北海道の季節
幸運にも北海道旅行が実現した以上は、是非「北海道」らしさを堪能して頂きたいものです。それでは北海道らしさとは、果たして一言で現わせるのでしょうか?もしかすると蟹(かに)料理でしょうか? 勿論、蟹を食べてお腹を満足させるのも必要です。でも出来れば、北海道ならではの「スケールの大きさ」、これに触れる旅を満喫して頂きたいのです。

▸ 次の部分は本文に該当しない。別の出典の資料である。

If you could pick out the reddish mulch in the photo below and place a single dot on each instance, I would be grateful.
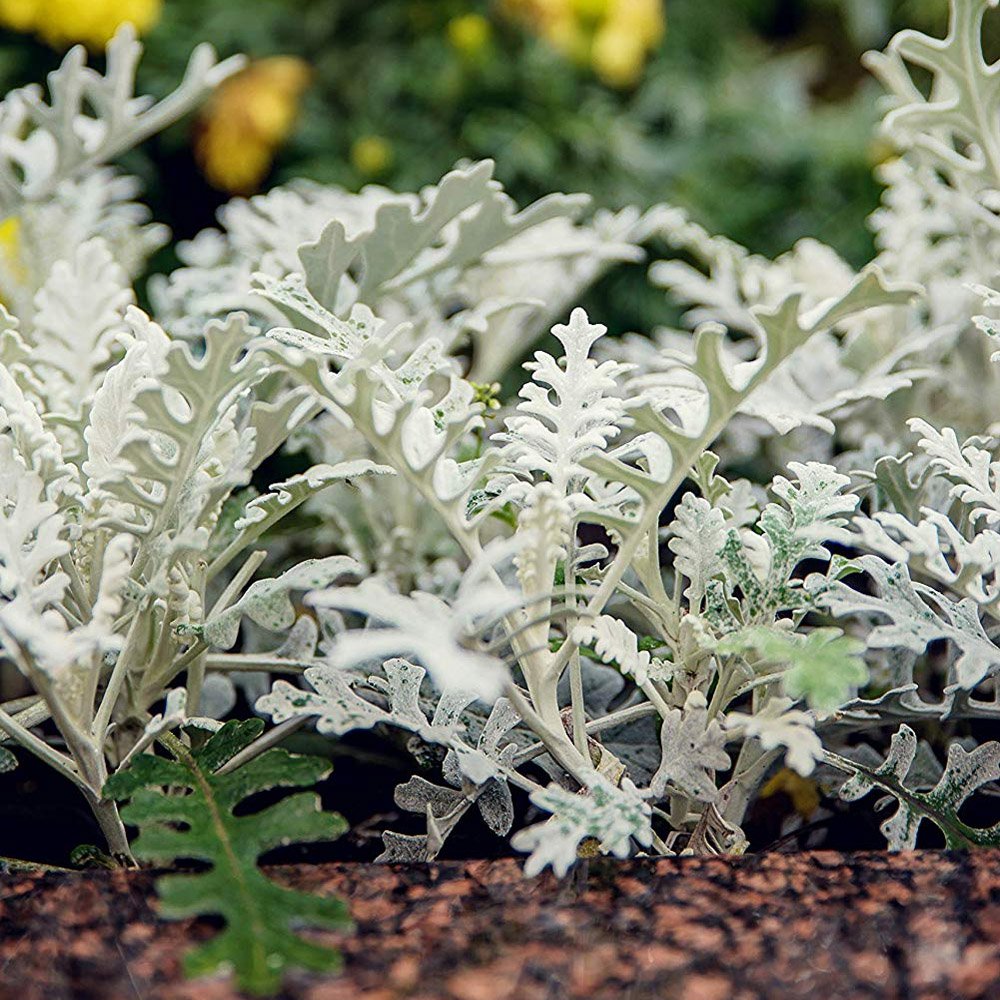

そこで是非お勧めしたいのが、洞爺湖(とうやこ)を中心として、洞爺湖、昭和新山(しょうわしんざん)、洞爺湖温泉(とうやこおんせん)、有珠岳(うすだけ)、羊蹄山(ようていざん)等、火山地帯の見学です。何故なら、地殻では熱いエネルギーが渦巻いているのに、地表が信じられない位に静まり返り、水墨画の様な景観が現われているからです。
一般的に日本全国には、「~富士」との名称を与えられた美しい山が、幾つも存在しています。この中でも羊蹄山は、「蝦夷富士」と呼ばれる位、均整の取れた円錐形の容姿を誇っています。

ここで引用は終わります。